Classic Banana Bread, High Altitude Banana Bread, Banana Bread with Butter
My baking continues to be pretty simple during these days at home.  Fewer cakes and other fancy pastries, and more muffins, cookies and breads that my boys enjoy and that I can easily stock our freezer with.  A bundle of over-ripe bananas on the counter was destined to be made into banana bread.

This is a classic banana bread recipe, perfected for high altitude, that's so moist and flavorful.  With three bananas in one loaf, the bananas are the star ingredient, as they should be, and butter and sour cream keep the bread so moist.  It has a really nice rise, and is so light and fluffy and soft.  I spiced it with cinnamon, nutmeg and cardamom, which is subtle, but a nice complement to all the other flavors in the bread.

I didn't add any nuts or chocolate chips to mine, because I kind of prefer it plain, and my boys had no complaints.  It's great on its own, or spread with a little nut butter or jam.  My boys couldn't get enough of this banana bread, and after it was gone, I made a second loaf to hide away in the freezer until later.





Classic Banana Bread, High Altitude Banana Bread, Banana Bread with Butter

Classic Banana Bread, High Altitude Banana Bread, Banana Bread with Butter

Classic Banana Bread, High Altitude Banana Bread, Banana Bread with Butter





If you're having trouble getting your hands on flour right now, I'll share with you a little secret.  I found a local farm and mill here in Colorado that is taking online bulk orders.  They will freshly grind their grain into flour for you, and then do home deliveries along the Front Range for free.  What a relief to have plenty of flour now!  I urge you to look for something local, and if you can, support a farm that's surely suffering a loss of income with all the restaurants and bakeries being currently closed.





Classic Banana Bread, High Altitude Banana Bread, Banana Bread with Butter

Classic Banana Bread, High Altitude Banana Bread, Banana Bread with Butter





Banana Bread
printable
  • 1 1/2 cups mashed over-ripe bananas (about 3 large bananas)
  • 1/2 cup sour cream
  • 6 tablespoons unsalted butter, melted
  • 1/2 cup granulated sugar
  • 1/4 cup dark brown sugar
  • 2 teaspoons vanilla extract
  • 2 large eggs
  • 2 cups all-purpose flour
  • 3/4 teaspoon baking soda
  • 1/2 teaspoon coarse Kosher salt
  • 1/2 teaspoon ground cinnamon
  • 1/4 teaspoon ground nutmeg
  • 1/8 teaspoon ground cardamom

Preheat the oven to 350 F.  Line an 8-inch loaf pan with a piece of parchment paper so that the paper hangs over two sides, and spray with non-stick spray.

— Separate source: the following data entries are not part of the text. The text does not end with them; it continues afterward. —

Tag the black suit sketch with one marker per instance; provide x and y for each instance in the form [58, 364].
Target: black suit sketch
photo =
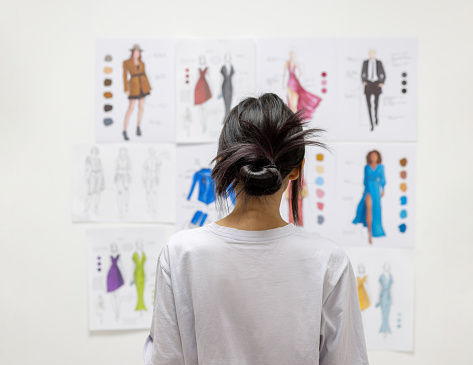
[227, 87]
[372, 86]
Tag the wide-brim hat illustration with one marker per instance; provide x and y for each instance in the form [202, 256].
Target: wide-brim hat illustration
[136, 47]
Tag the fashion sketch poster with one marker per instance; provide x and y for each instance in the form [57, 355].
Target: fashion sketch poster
[375, 195]
[385, 285]
[122, 270]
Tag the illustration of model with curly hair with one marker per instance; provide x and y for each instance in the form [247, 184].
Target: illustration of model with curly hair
[297, 97]
[136, 87]
[94, 179]
[368, 211]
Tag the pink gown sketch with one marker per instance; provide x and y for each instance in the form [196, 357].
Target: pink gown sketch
[307, 101]
[202, 91]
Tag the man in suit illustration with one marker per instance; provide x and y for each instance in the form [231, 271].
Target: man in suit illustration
[373, 78]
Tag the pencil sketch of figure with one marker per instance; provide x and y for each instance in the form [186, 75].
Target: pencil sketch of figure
[94, 180]
[373, 78]
[136, 86]
[100, 308]
[202, 92]
[123, 180]
[298, 98]
[151, 169]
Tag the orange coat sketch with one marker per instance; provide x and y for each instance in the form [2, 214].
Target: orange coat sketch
[137, 84]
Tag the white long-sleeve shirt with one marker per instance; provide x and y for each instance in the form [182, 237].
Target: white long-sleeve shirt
[231, 297]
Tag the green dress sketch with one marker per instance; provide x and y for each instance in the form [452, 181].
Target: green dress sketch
[139, 276]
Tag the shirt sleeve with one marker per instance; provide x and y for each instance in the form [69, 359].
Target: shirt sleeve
[163, 345]
[342, 340]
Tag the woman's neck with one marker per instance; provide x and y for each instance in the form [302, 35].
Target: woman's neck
[255, 213]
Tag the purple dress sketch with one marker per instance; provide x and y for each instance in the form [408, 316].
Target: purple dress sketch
[114, 276]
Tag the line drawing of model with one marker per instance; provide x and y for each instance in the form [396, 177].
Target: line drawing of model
[151, 172]
[139, 275]
[136, 87]
[297, 97]
[368, 211]
[373, 78]
[385, 300]
[115, 279]
[227, 86]
[362, 293]
[123, 180]
[94, 180]
[206, 194]
[303, 194]
[202, 92]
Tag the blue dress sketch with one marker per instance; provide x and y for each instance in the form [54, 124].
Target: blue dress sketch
[374, 182]
[206, 186]
[385, 301]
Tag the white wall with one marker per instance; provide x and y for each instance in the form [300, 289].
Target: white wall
[47, 104]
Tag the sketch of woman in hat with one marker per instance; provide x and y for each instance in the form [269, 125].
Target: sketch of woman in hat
[136, 86]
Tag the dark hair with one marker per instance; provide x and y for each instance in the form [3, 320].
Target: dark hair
[378, 155]
[261, 142]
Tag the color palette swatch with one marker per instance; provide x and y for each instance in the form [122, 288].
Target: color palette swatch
[107, 82]
[324, 82]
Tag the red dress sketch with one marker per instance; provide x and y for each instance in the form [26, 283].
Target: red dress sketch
[306, 101]
[302, 195]
[202, 91]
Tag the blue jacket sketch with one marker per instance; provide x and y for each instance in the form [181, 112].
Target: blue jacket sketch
[374, 183]
[206, 186]
[385, 301]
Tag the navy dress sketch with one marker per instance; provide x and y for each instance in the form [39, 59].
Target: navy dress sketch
[227, 87]
[374, 182]
[385, 301]
[206, 194]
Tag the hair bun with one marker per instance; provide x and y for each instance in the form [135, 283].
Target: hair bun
[259, 181]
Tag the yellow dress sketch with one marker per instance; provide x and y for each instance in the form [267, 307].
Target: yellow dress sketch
[362, 294]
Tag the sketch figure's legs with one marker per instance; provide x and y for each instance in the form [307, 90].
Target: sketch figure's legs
[369, 216]
[131, 105]
[376, 100]
[141, 104]
[203, 117]
[293, 99]
[126, 198]
[368, 102]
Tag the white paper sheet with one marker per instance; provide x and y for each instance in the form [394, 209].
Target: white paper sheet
[397, 103]
[195, 199]
[121, 278]
[388, 312]
[124, 183]
[314, 82]
[397, 204]
[157, 124]
[206, 85]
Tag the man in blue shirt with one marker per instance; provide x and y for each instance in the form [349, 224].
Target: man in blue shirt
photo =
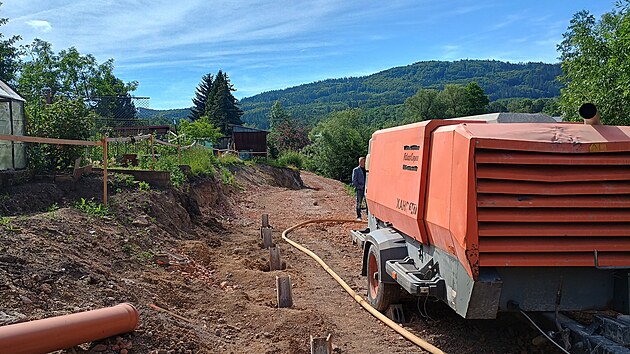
[358, 181]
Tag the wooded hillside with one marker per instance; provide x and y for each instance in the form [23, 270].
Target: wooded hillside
[377, 92]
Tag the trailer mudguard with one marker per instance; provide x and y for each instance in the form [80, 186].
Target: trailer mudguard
[390, 245]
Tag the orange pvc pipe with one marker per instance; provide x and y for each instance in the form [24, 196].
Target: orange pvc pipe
[62, 332]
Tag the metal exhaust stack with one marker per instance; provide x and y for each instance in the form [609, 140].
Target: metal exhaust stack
[590, 114]
[50, 334]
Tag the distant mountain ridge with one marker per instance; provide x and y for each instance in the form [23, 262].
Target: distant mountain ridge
[382, 94]
[391, 87]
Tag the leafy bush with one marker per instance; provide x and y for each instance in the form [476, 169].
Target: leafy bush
[230, 159]
[120, 180]
[169, 163]
[63, 119]
[227, 177]
[292, 158]
[338, 142]
[271, 162]
[92, 208]
[201, 161]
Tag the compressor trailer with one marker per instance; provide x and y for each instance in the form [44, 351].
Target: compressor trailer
[497, 217]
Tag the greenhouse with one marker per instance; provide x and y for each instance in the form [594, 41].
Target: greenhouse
[12, 122]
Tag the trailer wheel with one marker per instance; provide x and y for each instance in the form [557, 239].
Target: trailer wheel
[380, 295]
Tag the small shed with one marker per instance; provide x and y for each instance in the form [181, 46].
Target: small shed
[250, 140]
[247, 141]
[12, 122]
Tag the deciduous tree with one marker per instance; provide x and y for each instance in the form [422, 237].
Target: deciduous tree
[201, 97]
[338, 141]
[9, 55]
[424, 105]
[596, 64]
[222, 106]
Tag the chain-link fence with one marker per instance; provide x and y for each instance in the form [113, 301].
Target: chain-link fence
[120, 115]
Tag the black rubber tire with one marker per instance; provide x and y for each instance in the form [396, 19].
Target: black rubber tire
[380, 295]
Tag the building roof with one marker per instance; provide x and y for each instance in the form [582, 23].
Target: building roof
[242, 129]
[7, 92]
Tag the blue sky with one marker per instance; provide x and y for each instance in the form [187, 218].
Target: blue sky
[169, 45]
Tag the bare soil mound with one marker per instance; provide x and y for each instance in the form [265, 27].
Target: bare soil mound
[216, 287]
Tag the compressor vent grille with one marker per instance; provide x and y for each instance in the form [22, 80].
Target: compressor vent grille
[553, 209]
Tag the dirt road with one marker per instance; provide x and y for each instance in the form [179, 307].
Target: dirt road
[64, 261]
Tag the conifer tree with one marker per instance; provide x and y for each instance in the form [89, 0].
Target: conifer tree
[222, 106]
[201, 97]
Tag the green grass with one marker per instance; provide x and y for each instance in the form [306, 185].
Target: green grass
[143, 186]
[230, 159]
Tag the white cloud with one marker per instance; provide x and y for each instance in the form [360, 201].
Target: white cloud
[40, 25]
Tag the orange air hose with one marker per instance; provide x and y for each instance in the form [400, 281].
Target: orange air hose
[396, 327]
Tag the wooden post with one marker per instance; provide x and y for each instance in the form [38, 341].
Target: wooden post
[152, 153]
[104, 141]
[265, 220]
[321, 345]
[284, 292]
[274, 258]
[266, 236]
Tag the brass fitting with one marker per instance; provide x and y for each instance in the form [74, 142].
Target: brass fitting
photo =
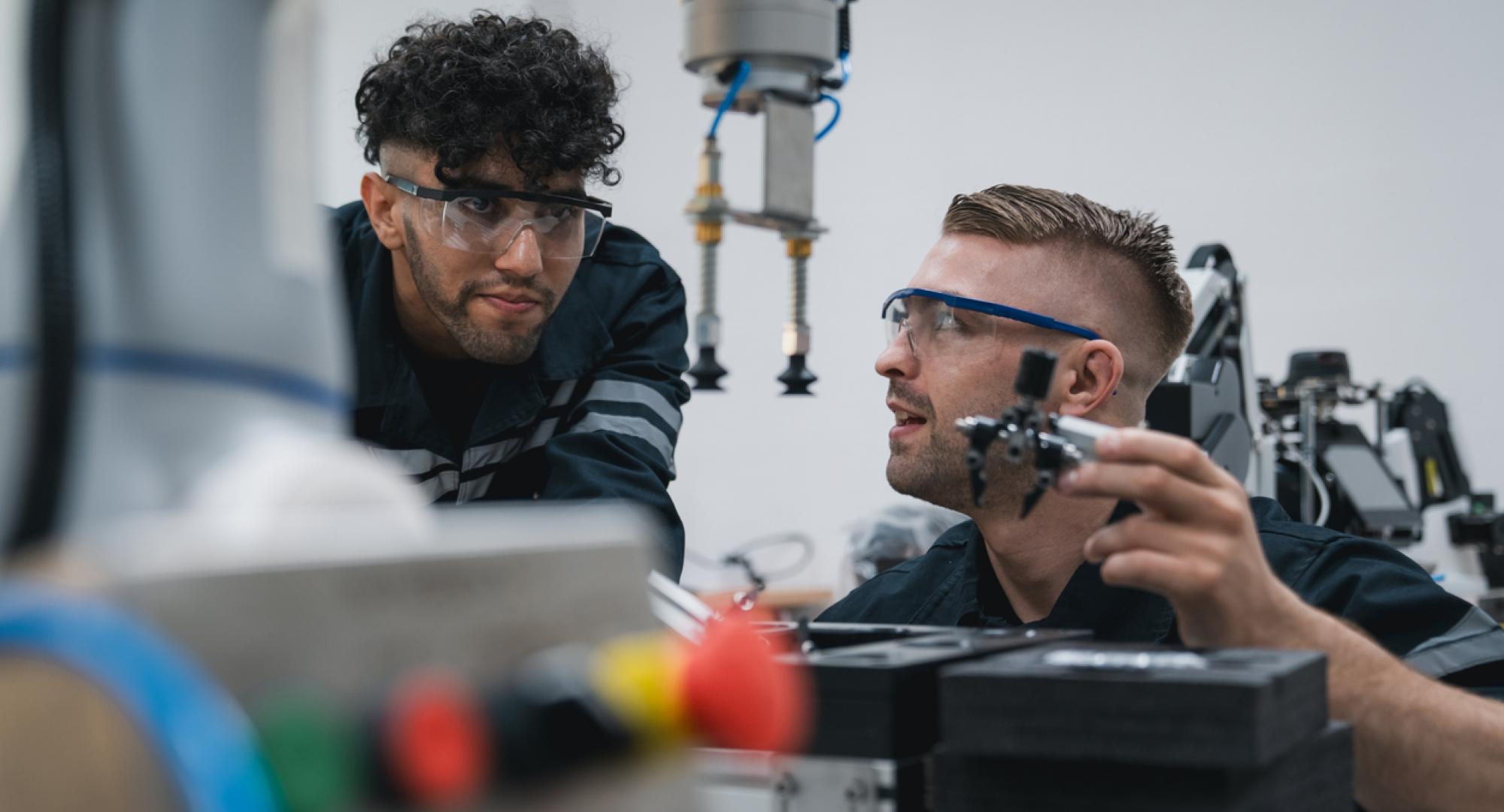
[708, 234]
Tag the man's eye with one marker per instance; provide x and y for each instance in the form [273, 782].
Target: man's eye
[476, 205]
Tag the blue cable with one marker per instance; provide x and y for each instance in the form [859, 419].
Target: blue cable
[199, 733]
[732, 95]
[834, 120]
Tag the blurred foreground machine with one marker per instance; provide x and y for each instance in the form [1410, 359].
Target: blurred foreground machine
[962, 720]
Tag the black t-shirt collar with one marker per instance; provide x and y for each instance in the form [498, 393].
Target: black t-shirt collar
[1112, 613]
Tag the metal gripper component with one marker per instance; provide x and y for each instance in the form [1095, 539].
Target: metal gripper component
[796, 332]
[708, 211]
[1055, 441]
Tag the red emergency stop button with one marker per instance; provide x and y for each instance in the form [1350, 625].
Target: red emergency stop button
[435, 739]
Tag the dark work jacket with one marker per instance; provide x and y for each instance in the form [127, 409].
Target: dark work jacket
[595, 414]
[1369, 584]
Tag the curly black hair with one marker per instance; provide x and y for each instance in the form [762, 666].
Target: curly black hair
[512, 86]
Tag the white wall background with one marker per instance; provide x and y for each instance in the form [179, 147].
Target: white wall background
[1348, 153]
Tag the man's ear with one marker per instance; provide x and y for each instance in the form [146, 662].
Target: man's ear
[1096, 374]
[381, 208]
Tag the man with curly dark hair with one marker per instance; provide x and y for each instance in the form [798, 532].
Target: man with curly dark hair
[512, 344]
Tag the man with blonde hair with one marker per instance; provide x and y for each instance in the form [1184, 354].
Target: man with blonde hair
[1153, 544]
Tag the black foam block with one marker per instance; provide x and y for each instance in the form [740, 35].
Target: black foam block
[1147, 706]
[1314, 777]
[882, 700]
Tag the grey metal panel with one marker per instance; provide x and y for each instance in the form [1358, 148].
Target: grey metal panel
[789, 160]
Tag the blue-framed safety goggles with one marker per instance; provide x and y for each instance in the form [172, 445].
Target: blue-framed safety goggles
[932, 317]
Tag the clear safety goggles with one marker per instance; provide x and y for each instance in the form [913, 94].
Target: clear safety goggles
[942, 324]
[488, 222]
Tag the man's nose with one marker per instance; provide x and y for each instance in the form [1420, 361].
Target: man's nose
[899, 360]
[523, 256]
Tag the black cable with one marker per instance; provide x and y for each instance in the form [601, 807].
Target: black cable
[56, 308]
[739, 557]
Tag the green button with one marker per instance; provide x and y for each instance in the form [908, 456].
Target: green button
[312, 753]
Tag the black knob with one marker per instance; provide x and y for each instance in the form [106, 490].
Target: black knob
[798, 377]
[706, 372]
[1036, 374]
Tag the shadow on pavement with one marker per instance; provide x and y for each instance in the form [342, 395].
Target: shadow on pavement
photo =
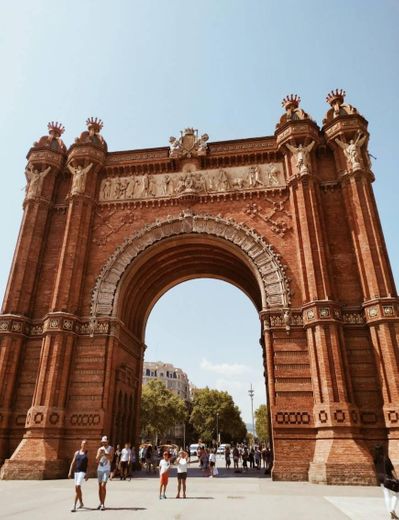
[113, 509]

In a bowl, mash the bananas.  Whisk in the sour cream, melted butter, sugars, vanilla and eggs until smooth.  Sift together the flour, baking soda, salt and spices.  Add the dry ingredients to the wet, and whisk just until moistened.  If adding chocolate chips or chopped nuts, fold them in now.

Spread the batter into the prepared pan.  Bake on the center rack for about 55 minutes, until the top is cracked and a cake tester or sharp knife comes out clean or with moist crumbs clinging to it.

Cool in the pan for 10 minutes, then lift the bread out by the paper and set on a wire rack to cool completely before slicing.  Store leftovers in an airtight container for up to three days.